Sometimes parents get so caught up in the physical acts of parenting, that they forget about the emotional acts of parenting. Becky Bailey presents the idea of making rituals in order to reconnect with our children in her book I Love You Rituals. While much of the book is targeted to parents and caregivers with young children, I think many parents could benefit from reading her book.

The first couple of chapters seemed to drag on a bit, but she started getting to the heart of the matter in chapter two. In line with other writers of non-coercive parenting, Bailey discusses the concept of unconditional love. She takes her explanation a step further by clarifyng it as unconditional affection. Just as others have written, most parents always love their children. The disconnect is in the child’s perception – based on our actions. Children need to experience our unconditional love as unconditional affection.

I’ve often heard from people who would be sold on the idea of non-coercive parenting if the idea of praise was part of the concept. Some people exclaim that they themselves love hearing praise, and therefore they refuse to take that away from their children. I believe that Bailey hits a key point. It isn’t praise that people long to hear, it is feedback that they truly want. They aren’t really looking for a “Good Job” when they clean the kitchen, go to work, take care of the kids, or do any of the other things we as parents do on a daily basis. What they really want is feedback. They want to hear that someone noticed what they did and possibly whether or not that person appreciated their effort. The same applies to our children. They don’t need to hear that you think they did a good job at something, they just want acknowledgement that you saw them do it. They want specific feedback without judgement because in listening to feedback, they know you are there for them, and yet they are free to make their own decisions about their actions.

I Love You Rituals are things we can do to reconnect with our children, both in normal times and in times of undo stress. It’s that connection with our children that allows us to work together as a team in order to solve problems. Bailey addresses the idea of authority in a different light, using the root of the word. Parents as authorities do not impose their will on their children. It is impossible to truly control another person. Instead, she suggests that we use our authority to lead the situation away from where it is going and reconnect with our children in times if stress (whatever they may be) by using rituals.
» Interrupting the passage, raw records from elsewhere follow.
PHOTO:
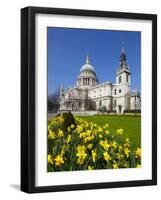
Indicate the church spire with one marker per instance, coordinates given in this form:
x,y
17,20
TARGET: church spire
x,y
123,64
123,47
87,59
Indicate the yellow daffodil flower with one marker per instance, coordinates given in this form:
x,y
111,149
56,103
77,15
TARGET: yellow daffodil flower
x,y
106,156
59,160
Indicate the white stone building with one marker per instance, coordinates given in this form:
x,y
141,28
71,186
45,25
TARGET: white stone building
x,y
88,94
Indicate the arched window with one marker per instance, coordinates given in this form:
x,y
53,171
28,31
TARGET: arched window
x,y
100,103
127,78
115,92
119,79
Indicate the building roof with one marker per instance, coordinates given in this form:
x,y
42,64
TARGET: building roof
x,y
87,66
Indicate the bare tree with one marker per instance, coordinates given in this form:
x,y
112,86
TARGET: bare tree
x,y
53,100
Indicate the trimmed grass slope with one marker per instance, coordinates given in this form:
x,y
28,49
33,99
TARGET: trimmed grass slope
x,y
130,124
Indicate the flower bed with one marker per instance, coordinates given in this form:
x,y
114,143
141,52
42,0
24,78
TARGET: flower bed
x,y
88,146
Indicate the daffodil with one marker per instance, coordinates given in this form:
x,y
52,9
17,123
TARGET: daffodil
x,y
60,133
119,131
126,151
94,155
114,144
106,156
81,154
89,146
51,134
107,132
138,153
50,160
138,166
69,138
72,126
115,166
59,160
89,167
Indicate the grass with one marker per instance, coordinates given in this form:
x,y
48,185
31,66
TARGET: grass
x,y
130,124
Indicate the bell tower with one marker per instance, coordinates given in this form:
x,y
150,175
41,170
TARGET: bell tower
x,y
123,72
122,86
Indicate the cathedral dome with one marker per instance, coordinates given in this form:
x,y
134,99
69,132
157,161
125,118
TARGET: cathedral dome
x,y
87,67
87,77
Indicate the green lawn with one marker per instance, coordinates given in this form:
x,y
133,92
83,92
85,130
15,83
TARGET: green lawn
x,y
130,124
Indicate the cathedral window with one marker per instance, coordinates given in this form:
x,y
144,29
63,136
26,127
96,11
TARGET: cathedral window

The rest of the book has suggestions for love rituals. There is an extensive section on finger plays which would be quite appropriate for toddlers, although she does address activities for elementary aged kids at the end of the book. Overall, it’s a good book, and I think she has found a unique way of explaining some of the NCP/CL concepts. The examples of love rituals would be helpful for parents and caregivers of young children who need a little help coming up with ideas.